The first problem is that it is a real FIGHT to get a blade on. The second problem is that, once the blade is on the wheels (and properly tracked and tensioned) it hits the U-shaped guard opposite where the cutting takes place. Are there a way to correct all these problems without buying a new saw? I’ve already spent three hours and don’t mind spending more if it is fixable.
Chris @ flairwoodworks
– Success is not the key to happines. Happiness is the key to success. If you love what you are doing, you will be successful. – Albert Schweitzer
Replies
Hi Chris.... I'll assume you used the MINIMUM amount of shim stock to correct the original problem. If the blade is not going onto the saw, there are several things to check: First... is the blade the proper length? Most 14" BS's take a 93" blade. Add 12" (double the riser height) and you should have a 105" to 106" blade. Sometimes blades are cut to the minimum length. This plus the shim would account for the problem. Buy or borrow another blade of the proper length and see if it goes on properly. Did you release the tension before placing the new blade on the saw? Check to see that the nut for the tension bolt is properly seated in the upper wheel bracket. Due to the fact that you've removed the upper portion of the saw, it might have dislodged from its proper seating. Problem 2, the blade rubbing on the saw blade guard is due to the fact that you had to shim the upper assembly. There should be enough play within its mounting holes to allow for adjustment, otherwise you will have to do some careful and select hole expansion to cure the problem. All these adjustments are minor, just an inconvenience. Hope my suggestions help.
SawdustSteve
Great minds seem to think alike.John W.
Thanks Steve and John for your prompt responses. I had followed the proper procedures to make things work as well as possible. I agree with everything you both said and am going to remove the shims and live with adjusting the guides whenever the upper guide is moved. Now... back to woodworking. Chris @ flairwoodworks
- Success is not the key to happines. Happiness is the key to success. If you love what you are doing, you will be successful. - Albert Schweitzer
Chris, there's an article "out there" somewhere that gives a solution to the errant blade-guard problem. It may take my brain cells awhile to remember where I saw it (it was in a magazine, not online) but when I do I'll drop you a note.forestgirl -- you can take the girl out of the forest, but you can't take the forest out of the girl ;-)
Chris,
Angling up the frame has increased the distance between the wheels just so that the blades are now too short. The blades may have been made a bit short also, blade welders aren't always careful in getting the blade lengths right, and they seem to err to the short side. Presumably you are dropping the upper wheel all the way down by backing off the tensioning bolt.
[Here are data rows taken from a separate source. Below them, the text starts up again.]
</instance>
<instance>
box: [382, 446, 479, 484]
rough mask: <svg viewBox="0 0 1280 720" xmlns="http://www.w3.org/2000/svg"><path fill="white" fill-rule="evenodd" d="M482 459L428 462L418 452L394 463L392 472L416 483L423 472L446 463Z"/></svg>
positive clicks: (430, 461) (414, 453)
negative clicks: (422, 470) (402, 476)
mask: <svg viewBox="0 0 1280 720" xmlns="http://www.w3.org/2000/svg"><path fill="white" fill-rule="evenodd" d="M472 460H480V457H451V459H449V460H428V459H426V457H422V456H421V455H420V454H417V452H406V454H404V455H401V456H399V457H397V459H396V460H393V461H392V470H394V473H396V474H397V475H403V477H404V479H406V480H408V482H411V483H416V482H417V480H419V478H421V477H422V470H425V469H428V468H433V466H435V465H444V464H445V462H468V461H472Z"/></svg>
The rear guard has oversized bolt holes in it to allow for a fair amount of movement to get the guard clear of the blade, but shimming the frame may have shifted the blade too far back for the adjustment range of the guard.
Most of these saws have the upper guide post at least a bit misaligned with the blade, aligning the hole for the post square to the bottom face of the frame casting is technically a difficult bit of machining.
One thing that can screw up the alignment is paint on the mating surfaces of the frame and the riser block. If those surfaces are painted the frame needs to be disassembled and the faces scraped clean.
It is usually easier to adjust the guides each time you change the height rather than shimming the castings. In practice the upper guides just don't get moved up and down a lot in most shops.